Although the exact mechanism of action is unknown, three hypotheses have been offered:
a) Inhibition of DNA synthesis by acting as a purine analogue.
b) Action as an alkylating agent.
c) Interaction with SH groups.
Metastatic malignant melanoma.
It is also indicated for the treatment of metastatic sarcoma in combination with other chemotherapeutic drugs.
In addition Dacarbazine for injection has been shown, when used in combination with other cytotoxic agents,
to be of value in other malignant diseases, including carcinomas of colon, ovary, breast and lung and testicular teratoma.
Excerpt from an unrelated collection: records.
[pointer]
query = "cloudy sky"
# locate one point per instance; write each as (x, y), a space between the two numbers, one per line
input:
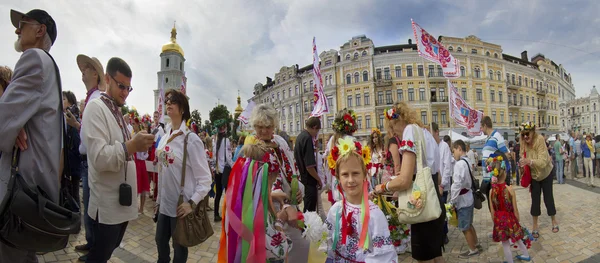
(231, 45)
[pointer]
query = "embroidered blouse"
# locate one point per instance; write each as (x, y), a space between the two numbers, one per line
(380, 249)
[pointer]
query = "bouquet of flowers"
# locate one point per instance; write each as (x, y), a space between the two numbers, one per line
(399, 233)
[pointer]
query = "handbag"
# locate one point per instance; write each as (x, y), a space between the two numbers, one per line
(194, 228)
(29, 219)
(423, 189)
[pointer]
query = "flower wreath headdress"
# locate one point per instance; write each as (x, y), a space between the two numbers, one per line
(491, 166)
(345, 124)
(342, 148)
DOSAGE AND DIRECTIONS FOR USE
Dacarbazine for injection 200 mg vials are reconstituted with 19,7 mL of Water for Injection. The resulting solution contains an equivalent of 10 mg/mL of dacarbazine. After the solution has been prepared, the calculated dose of the resulting solution is drawn into a syringe and injected intravenously. Injection may be completed in approximately one minute.
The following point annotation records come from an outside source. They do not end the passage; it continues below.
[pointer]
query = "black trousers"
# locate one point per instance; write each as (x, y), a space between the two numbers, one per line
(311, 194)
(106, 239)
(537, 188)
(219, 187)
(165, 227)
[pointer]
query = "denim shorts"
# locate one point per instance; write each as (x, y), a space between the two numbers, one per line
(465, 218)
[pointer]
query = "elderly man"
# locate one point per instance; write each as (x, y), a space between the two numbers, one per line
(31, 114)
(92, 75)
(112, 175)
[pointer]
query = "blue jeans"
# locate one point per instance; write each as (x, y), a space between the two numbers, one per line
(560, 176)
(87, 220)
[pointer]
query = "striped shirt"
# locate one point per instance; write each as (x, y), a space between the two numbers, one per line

The following schedule is recommended:
2-4,5 mg/kg/day for 10 days which may be repeated at 3 week intervals. It has been found that dacarbazine may be as efficacious at the lower dosage as at the higher dosage. Combinations of cancer chemotherapeutic agents have often shown an improved response over the use of a single agent.
If desired, the reconstituted solution may be further diluted with 150-250 mL of 5% Dextrose for Injection or Normal Saline for Injection and administered by intravenous infusion over a period of 15-30 minutes.
ALL RECONSTITUTED SOLUTIONS MUST BE PROTECTED FROM LIGHT AND USED WITHIN ONE HOUR.
Pregnancy, lactation and patients who are hypersensitive to dacarbazine.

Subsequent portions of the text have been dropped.